Python Forum

Full Version: String comparison in a csv file in Python Pandas
You're currently viewing a stripped down version of our content. View the full version with proper formatting.
I am currently working on a huge csv file which I need to select a row and compare it with every other row. Which then should return me how much of the first string is in the second string. If the first string is "Card" and the second string is "Credit Card Debit Card" it should return 2 to me. The find_similar function does that but it doesn't work like I want it to. What I currently have is this:
def find_similar(a,b):
    return a & b


def similarity_test(a):
    strword1 = set(dff['Product'].str.split().iloc[a])
    for j in range(0,100):
        strword2 = set(dff['Product'].str.split().iloc[j])
        lenofWord1 = len(strword1)
        lenofWord2 = len(strword2)
        samewords = find_similar(strword1,strword2)
        samelen = len(samewords)
        if samelen == 0:
            print("Not alike")
        else:
            if lenofWord1 > lenofWord2:
                length = lenofWord1
                print("%", (samelen / length) * 100)
            elif lenofWord1 < lenofWord2:
                length = lenofWord2
                print("%", (samelen / length) * 100)
            elif lenofWord1 == lenofWord2:
                length = lenofWord1
                print("%", (samelen / length) * 100)

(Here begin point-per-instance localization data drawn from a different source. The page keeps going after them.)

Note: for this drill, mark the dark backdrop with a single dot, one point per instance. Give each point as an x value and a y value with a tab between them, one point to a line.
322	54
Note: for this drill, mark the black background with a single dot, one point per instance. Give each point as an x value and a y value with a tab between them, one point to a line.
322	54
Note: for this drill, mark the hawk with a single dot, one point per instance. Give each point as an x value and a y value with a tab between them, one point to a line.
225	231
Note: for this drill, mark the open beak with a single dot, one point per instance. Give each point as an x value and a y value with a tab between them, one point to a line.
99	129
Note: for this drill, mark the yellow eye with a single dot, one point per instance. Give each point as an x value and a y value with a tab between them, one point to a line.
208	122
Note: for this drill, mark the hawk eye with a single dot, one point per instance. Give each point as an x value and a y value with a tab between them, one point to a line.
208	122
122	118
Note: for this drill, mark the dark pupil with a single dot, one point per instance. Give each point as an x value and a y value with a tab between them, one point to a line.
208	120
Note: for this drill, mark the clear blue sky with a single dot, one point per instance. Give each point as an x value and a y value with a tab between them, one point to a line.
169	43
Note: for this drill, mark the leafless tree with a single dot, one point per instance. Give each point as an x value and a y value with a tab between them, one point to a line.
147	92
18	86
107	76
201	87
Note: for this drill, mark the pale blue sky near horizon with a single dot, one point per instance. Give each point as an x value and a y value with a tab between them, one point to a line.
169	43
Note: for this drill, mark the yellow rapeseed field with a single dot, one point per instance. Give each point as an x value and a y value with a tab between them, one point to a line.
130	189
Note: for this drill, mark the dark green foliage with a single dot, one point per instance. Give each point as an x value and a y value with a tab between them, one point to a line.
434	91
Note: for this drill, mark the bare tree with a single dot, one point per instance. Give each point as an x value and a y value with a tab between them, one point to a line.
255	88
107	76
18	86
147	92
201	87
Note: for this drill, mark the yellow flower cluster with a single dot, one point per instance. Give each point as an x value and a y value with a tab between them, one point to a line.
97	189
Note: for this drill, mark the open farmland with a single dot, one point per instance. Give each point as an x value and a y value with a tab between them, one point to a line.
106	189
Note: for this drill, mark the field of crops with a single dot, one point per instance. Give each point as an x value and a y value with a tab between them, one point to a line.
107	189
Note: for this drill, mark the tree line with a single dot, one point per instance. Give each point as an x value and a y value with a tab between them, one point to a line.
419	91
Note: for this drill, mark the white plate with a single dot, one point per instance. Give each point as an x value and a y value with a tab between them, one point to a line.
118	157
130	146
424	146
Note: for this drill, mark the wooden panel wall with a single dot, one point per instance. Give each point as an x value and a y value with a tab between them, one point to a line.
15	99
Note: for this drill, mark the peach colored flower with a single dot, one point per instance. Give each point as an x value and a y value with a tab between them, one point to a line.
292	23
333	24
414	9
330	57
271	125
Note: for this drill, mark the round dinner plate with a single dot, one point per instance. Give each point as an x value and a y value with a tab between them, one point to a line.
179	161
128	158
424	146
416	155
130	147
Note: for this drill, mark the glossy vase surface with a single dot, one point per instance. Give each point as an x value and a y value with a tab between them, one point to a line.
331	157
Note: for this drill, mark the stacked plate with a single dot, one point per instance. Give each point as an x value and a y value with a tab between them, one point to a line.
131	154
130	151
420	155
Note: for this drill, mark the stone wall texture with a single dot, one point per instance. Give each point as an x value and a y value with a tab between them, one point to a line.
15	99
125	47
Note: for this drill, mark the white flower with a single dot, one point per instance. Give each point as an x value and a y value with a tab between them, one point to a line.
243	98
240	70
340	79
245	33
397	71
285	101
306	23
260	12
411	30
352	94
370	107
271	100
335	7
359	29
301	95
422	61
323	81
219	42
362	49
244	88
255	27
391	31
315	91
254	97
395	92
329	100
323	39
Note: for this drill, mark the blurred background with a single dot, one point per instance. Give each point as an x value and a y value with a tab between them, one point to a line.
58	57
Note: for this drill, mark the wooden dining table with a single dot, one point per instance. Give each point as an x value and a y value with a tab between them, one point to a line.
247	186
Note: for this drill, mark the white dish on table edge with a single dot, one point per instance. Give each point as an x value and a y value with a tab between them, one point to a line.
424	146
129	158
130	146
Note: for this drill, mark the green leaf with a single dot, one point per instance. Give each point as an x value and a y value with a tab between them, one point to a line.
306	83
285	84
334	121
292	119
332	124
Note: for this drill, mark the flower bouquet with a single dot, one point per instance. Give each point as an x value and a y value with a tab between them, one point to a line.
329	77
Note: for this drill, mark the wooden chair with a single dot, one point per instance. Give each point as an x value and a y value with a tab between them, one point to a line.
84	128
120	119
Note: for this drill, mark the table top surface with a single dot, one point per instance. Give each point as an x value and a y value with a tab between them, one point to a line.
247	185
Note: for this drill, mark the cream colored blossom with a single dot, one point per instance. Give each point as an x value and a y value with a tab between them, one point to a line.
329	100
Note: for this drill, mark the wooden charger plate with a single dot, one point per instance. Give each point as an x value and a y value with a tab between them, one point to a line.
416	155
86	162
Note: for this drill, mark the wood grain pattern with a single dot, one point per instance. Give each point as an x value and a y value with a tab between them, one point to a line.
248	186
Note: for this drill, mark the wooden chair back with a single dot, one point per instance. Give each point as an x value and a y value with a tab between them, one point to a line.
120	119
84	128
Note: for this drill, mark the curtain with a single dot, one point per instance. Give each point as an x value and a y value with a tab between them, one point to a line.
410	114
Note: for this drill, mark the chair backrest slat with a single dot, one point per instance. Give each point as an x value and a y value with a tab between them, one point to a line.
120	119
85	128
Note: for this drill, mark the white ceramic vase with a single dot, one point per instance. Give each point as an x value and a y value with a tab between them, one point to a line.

data = int(input("Which index should be tested:"))
similarity_test(data)
It is working good when it is 100% similar or there is no repeating words of string1 in string2. What it should do is in the picture but it gives me 12.5% instead of 25%. Any help on how can I solve this? I've included everything I use in the code excluding the dataframe. Thanks in advance.[Image: E3m4J.png]
Every element in a set is unique, so a set of Card, Card, Cardy, Card only contains 1 card.

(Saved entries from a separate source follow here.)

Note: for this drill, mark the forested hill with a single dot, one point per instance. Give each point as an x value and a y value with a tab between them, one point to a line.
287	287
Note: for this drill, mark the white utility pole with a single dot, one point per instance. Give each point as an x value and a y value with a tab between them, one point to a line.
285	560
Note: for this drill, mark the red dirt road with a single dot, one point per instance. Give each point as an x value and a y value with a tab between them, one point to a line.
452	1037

I don't understand your example. I think the correct answer is 25%

The only word that appears in both sentences is "credit".
There are 12 words, 3 of which are credit 3/12 * 100 = 25%
There are 8 words in the first sentence, two of which are "credit". 2/8 * 100 = 25%
There are 4 words in the 2nd sentence, one of which is "credit". 1/4 * 100 = 25%

How about this example:
1. This is a game I like
2. Are you game to play a game

Total words = 13
Count of words that appear in both sentences: a:2, game:3
match = 5/13 = 38%

If that is correct, I would write this using a Counting dictionary.
from collections import Counter

def similarity_test(a, b):
    a = a.lower().split()
    b = b.lower().split()
    word_count = len(a) + len(b)

    a = Counter(a)
    b = Counter(b)
    match_count = 0
    for match in set(a) & set(b):
        match_count += (a[match] + b[match])
    return match_count / word_count


a = input("Line 1: ")
b = input("Line 2: ")
print(similarity_test(a, b) * 100)
Another way to look at this is count the number of words that appear in both sentences and compare that to the number of words that appear in either sentence. This can be done with sets.
def similarity_test(a, b):
    a = set(a.lower().split())
    b = set(b.lower().split())
    return len(a & b) / len( a | b)


a = input("Line 1: ")
b = input("Line 2: ")
print(similarity_test(a, b) * 100)
When I run your example in this test I get 11.11% There is 1 common word (credit) and 9 unique words.
(Nov-18-2022, 08:57 PM)deanhystad Wrote: [ -> ]Every element in a set is unique, so a set of Card, Card, Cardy, Card only contains 1 card.

Thank you for the reply! So the thing I really want is to test how many times a word appears in a sentence. How can I do that? By using lists?